Valuations & Multiples
Enterprise value and EV/EBITDA multiples use publicly available market data. Private cleaning company multiple ranges are sourced from M&A advisory reports and disclosed transaction terms. Multiples are point-in-time estimates.
Disclaimer: The Level Market Monitor is for educational and informational purposes only. Level is not a registered investment advisor, broker-dealer, or valuation firm. The information presented does not constitute investment advice, financial advice, or a recommendation to buy or sell securities. All forward-looking statements reflect company guidance and public analyst estimates, not Level projections. Past performance does not guarantee future results.
SEC Filings Referenced
- ABM — FY2025 10-K (filed Dec 2025); FY2025 earnings release (Dec 17, 2025)

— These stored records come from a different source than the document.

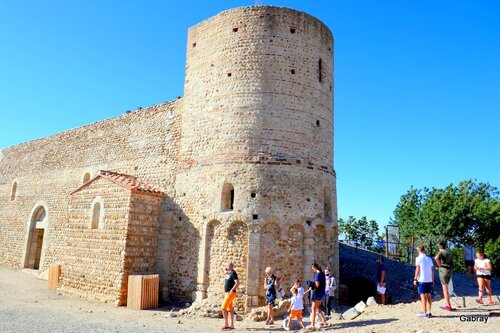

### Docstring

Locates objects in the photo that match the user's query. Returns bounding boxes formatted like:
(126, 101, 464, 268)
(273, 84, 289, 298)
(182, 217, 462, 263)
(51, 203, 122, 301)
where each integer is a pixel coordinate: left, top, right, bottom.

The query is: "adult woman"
(263, 266, 278, 324)
(474, 252, 494, 304)
(324, 268, 336, 315)
(307, 263, 328, 329)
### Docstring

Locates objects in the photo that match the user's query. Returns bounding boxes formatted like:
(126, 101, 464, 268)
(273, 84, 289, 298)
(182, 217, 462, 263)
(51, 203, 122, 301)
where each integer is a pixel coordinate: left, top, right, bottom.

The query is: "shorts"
(313, 291, 326, 302)
(417, 282, 433, 295)
(439, 268, 452, 285)
(477, 274, 491, 280)
(465, 260, 474, 268)
(221, 292, 237, 312)
(289, 310, 303, 320)
(266, 293, 276, 305)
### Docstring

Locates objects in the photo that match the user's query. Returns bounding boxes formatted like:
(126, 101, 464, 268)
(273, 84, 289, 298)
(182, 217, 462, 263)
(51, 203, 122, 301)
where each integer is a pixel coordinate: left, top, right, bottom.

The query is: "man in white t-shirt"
(414, 245, 435, 318)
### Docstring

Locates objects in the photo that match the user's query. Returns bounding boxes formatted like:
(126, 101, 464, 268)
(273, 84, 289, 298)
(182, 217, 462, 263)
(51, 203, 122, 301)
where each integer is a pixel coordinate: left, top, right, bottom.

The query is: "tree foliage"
(392, 179, 500, 275)
(339, 216, 380, 249)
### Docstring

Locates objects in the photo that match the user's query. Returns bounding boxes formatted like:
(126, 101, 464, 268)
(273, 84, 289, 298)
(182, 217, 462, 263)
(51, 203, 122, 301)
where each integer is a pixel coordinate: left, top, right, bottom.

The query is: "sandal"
(489, 299, 494, 305)
(475, 298, 483, 304)
(221, 327, 230, 330)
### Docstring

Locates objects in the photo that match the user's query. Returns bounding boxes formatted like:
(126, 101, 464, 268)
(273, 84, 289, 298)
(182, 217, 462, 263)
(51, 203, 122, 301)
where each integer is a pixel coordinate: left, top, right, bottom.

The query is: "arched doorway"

- CTAS — FY2025 10-K (filed Jul 2025); FY2025 earnings release (Jul 17, 2025)
- ROL — FY2025 10-K (filed Feb 2026); FY2025 earnings release (Feb 2026)
- HCSG — FY2025 10-K (filed Feb 2026); FY2025 earnings release (Feb 2026)
- ARMK — FY2025 10-K (filed Nov 2025); FY2025 earnings release (Nov 11, 2025)
Frequently Asked Questions
Why should a $3M cleaning company care about companies doing $10B in revenue?
Because these companies set the valuation framework for the entire industry. When a PE firm evaluates your cleaning business, they start with public company multiples as the ceiling, then adjust down for size, risk, and reporting quality. Cintas at 31x and ABM at 8.5x show you the range — and what drives the gap. Understanding that range helps you price your exit and know what to work toward.
What EBITDA multiple can a private cleaning company realistically expect?
Under $3M revenue: 3-5x EBITDA. $3-10M: 4-7x. $10-50M: 6-9x. $50M+ platforms: 8-12x+. The biggest drivers are contract retention rate, labor cost as a percentage of revenue, customer concentration, and whether you have multi-year contracts or month-to-month agreements. A $5M cleaning company with 93% retention, multi-year contracts, and 15%+ EBITDA margins can command the top of its range.
Why do Cintas and Rollins trade at 30x+ when ABM trades at 8x?
Recurring revenue quality. Cintas retains 95%+ of customers on multi-year contracts. Rollins retains 90%+ of 2.8 million customers. ABM has higher customer churn and thinner margins because their contracts are more competitive and labor-intensive. The market pays for predictability — and penalizes commodity service providers.
How often is this data updated?
We update the Market Monitor quarterly, after each earnings season. All financial data is sourced directly from SEC filings (10-K and 10-Q) and company earnings releases. Market valuations reflect publicly available data at the time of update.
Is this investment advice?
No. The Level Market Monitor is for educational purposes — helping cleaning and facility services business owners understand the capital markets context around their industry. We are not a registered investment advisor. All financial data is sourced from public filings and is presented as-is.